We don’t hire or manage the kitchen staff. We train the trainers. Q8 manages their own operations, and that’s exactly how it should be.
Look ten years ahead – retail will become hospitality. Shelves will disappear. The best retail spaces will transform into food environments – more experience, more community, more quality.

The Team Behind the Shift
Tanya: How big is your team today?
Daniel: We’re around forty people. About half are part of the ownership circle. It’s a mix of chefs, technologists, and operational minds. Everyone’s entrepreneurial – no passengers.
We’re scaling fast: Belgium, Luxembourg, and Ireland are launching this quarter, with roughly six hundred openings expected next year. And we’re already in talks with retailers in a dozen more markets.

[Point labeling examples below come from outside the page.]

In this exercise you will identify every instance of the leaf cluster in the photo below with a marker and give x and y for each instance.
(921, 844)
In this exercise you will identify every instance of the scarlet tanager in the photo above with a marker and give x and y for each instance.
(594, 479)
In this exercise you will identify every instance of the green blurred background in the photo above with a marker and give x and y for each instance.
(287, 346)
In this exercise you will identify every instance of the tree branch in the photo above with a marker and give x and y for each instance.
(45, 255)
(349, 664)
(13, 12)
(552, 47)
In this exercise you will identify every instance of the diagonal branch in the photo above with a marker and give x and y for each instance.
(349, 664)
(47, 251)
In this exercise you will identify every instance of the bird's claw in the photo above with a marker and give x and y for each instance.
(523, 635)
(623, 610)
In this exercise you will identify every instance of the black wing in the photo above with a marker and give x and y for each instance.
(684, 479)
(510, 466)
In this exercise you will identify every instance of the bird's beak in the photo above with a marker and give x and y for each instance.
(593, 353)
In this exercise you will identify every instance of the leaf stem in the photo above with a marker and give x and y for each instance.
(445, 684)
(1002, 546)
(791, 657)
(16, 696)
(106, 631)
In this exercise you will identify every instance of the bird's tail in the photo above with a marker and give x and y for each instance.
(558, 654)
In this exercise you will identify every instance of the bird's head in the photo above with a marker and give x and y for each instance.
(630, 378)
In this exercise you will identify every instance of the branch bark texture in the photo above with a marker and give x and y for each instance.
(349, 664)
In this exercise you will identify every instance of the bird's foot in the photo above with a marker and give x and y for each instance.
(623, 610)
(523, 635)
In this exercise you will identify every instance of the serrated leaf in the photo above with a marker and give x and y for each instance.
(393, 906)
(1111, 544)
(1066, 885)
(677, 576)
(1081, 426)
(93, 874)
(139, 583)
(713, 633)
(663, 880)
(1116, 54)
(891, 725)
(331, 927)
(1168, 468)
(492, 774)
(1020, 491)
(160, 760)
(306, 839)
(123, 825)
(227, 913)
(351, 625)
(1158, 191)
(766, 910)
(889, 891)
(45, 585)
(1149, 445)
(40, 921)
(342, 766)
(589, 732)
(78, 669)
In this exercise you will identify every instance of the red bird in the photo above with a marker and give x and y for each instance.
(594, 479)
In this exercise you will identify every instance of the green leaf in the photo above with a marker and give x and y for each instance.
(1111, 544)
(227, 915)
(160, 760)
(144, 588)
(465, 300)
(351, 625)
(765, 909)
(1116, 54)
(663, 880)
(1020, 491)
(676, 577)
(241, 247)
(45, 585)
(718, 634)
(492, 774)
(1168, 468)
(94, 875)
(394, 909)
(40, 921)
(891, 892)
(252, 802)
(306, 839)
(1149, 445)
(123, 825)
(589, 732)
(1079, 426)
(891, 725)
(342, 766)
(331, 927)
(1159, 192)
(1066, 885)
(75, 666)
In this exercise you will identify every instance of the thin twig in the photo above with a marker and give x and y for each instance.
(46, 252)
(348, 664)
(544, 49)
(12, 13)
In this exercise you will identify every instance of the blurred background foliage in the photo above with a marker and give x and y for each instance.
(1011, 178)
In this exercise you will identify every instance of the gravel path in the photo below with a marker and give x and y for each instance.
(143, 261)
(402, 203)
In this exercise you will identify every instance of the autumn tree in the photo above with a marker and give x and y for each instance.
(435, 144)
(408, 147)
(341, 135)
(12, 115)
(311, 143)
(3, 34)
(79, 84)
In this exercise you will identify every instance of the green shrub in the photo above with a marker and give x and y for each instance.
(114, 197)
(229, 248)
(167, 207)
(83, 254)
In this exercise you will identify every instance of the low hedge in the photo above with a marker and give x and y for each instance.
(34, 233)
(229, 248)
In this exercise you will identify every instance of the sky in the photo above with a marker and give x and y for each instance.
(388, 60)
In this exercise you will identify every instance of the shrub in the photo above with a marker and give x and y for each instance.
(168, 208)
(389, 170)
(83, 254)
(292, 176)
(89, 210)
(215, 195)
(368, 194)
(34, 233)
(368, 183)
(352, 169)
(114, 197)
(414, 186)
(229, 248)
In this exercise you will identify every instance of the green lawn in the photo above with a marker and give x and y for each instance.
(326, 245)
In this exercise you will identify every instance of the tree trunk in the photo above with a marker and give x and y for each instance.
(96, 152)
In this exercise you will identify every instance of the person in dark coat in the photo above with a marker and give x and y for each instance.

It’s a movement now, not just a company.
On the Future of Food
Tanya: You’ve mentioned the future several tiWhat trends are you seeing ahead?

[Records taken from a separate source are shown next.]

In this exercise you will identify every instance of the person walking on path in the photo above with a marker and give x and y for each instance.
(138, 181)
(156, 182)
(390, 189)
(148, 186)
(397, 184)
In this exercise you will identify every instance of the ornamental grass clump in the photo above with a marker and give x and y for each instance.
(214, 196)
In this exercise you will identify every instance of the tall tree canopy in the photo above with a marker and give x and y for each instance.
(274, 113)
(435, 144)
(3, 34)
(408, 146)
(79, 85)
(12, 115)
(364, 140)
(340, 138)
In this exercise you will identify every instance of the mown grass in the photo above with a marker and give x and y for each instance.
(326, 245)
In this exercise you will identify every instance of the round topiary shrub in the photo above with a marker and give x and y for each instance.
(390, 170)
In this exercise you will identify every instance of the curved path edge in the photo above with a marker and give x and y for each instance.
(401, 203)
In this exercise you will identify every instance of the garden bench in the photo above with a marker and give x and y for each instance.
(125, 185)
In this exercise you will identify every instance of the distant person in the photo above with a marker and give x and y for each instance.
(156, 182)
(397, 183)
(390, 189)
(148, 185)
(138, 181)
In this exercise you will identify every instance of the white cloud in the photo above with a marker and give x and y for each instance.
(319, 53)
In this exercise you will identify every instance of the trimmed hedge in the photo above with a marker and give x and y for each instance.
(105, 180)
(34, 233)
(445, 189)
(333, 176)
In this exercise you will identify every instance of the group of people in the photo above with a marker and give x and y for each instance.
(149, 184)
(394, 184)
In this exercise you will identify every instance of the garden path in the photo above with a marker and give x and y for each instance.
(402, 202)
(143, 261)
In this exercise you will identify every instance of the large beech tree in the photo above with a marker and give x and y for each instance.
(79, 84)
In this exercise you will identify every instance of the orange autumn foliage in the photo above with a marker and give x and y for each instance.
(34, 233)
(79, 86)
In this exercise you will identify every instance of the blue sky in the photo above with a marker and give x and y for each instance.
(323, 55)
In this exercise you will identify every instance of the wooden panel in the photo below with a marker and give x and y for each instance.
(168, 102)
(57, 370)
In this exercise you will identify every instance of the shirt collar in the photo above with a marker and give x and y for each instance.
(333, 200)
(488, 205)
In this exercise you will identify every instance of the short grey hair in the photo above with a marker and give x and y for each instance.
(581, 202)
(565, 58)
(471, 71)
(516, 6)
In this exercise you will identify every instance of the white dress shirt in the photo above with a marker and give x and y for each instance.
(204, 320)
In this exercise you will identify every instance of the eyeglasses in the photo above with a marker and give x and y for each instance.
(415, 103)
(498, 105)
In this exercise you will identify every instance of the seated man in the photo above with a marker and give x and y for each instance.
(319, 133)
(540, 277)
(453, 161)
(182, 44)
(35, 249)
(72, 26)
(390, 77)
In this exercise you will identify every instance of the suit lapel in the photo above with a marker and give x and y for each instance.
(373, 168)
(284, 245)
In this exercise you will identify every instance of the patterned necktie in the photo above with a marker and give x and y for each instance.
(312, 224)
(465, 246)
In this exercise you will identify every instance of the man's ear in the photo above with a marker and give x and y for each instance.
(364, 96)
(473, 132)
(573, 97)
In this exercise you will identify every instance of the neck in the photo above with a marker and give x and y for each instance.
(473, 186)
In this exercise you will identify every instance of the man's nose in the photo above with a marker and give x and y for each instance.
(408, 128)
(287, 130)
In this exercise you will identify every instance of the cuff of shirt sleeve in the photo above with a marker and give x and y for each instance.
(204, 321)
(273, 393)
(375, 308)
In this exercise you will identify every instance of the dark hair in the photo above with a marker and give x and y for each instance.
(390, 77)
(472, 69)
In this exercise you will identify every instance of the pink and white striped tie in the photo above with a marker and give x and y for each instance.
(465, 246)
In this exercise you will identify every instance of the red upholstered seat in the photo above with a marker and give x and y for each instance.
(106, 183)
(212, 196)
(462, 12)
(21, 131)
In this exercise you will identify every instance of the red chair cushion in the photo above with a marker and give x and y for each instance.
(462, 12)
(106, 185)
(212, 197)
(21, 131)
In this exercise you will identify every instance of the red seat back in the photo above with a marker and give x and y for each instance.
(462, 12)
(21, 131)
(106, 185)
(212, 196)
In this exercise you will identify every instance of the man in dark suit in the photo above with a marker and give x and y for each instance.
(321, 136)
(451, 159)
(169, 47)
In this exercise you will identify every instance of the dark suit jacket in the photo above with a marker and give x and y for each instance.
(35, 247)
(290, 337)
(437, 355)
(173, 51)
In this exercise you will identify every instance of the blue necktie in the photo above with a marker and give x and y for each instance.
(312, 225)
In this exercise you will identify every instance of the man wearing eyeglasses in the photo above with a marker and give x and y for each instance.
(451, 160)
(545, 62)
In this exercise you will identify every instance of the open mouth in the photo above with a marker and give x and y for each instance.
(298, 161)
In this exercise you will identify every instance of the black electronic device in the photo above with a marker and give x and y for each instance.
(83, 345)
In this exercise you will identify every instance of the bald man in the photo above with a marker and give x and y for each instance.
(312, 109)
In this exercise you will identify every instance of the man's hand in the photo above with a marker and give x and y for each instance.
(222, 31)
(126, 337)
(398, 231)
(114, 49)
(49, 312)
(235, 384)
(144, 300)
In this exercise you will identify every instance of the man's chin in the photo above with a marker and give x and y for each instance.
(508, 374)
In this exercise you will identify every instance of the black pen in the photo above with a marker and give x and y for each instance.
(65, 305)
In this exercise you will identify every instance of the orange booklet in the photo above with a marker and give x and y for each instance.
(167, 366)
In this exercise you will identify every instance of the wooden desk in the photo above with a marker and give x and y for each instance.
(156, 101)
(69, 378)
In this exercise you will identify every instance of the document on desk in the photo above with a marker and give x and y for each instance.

Daniel: People won’t cook the way they used to. Not because of laziness, but because time is shifting. That opens two parallel worlds: the everyday fast-casualspace – where we operate – and the experiential side, where dining becomes an event. Both will grow.
What I don’t believe in are the over-engineered visions – super apps, AI diets, drones feeding you in 90 seconds.
Marc Lore’s Wonder or Kalanick’s CloudKitchens are impressive tech, but they strip away meaning. They build for control, not connection.
People don’t just want food faster; they want food that means something. That’s why NOAHS isn’t chasing efficiency for its own sake. We’re making existing infrastructure smarter, not replacing it.
Once that scales to hundreds of thousands of locations, the equation changes completely – retailers become active players in the food ecosystem rather than passive shelves for packaged goods.
A Closing Thought
Tanya: You’ve seen every side of the industry – chef, operator, founder. How do you see your role now?
Daniel: I don’t think it’s about me. The story of NOAHS is part of a bigger shift – a global reconfiguration of how food moves, where it’s made, and who delivers it.
We’re just one of the first teams building the scaffolding for that new world.
Food will become the connective tissue of retail. Technology will be invisible. And the brands that win will be the ones that feel human – simple, fast, but full of character.
That’s the future we’re building toward. One store, one kitchen, one smart plug-in at a time.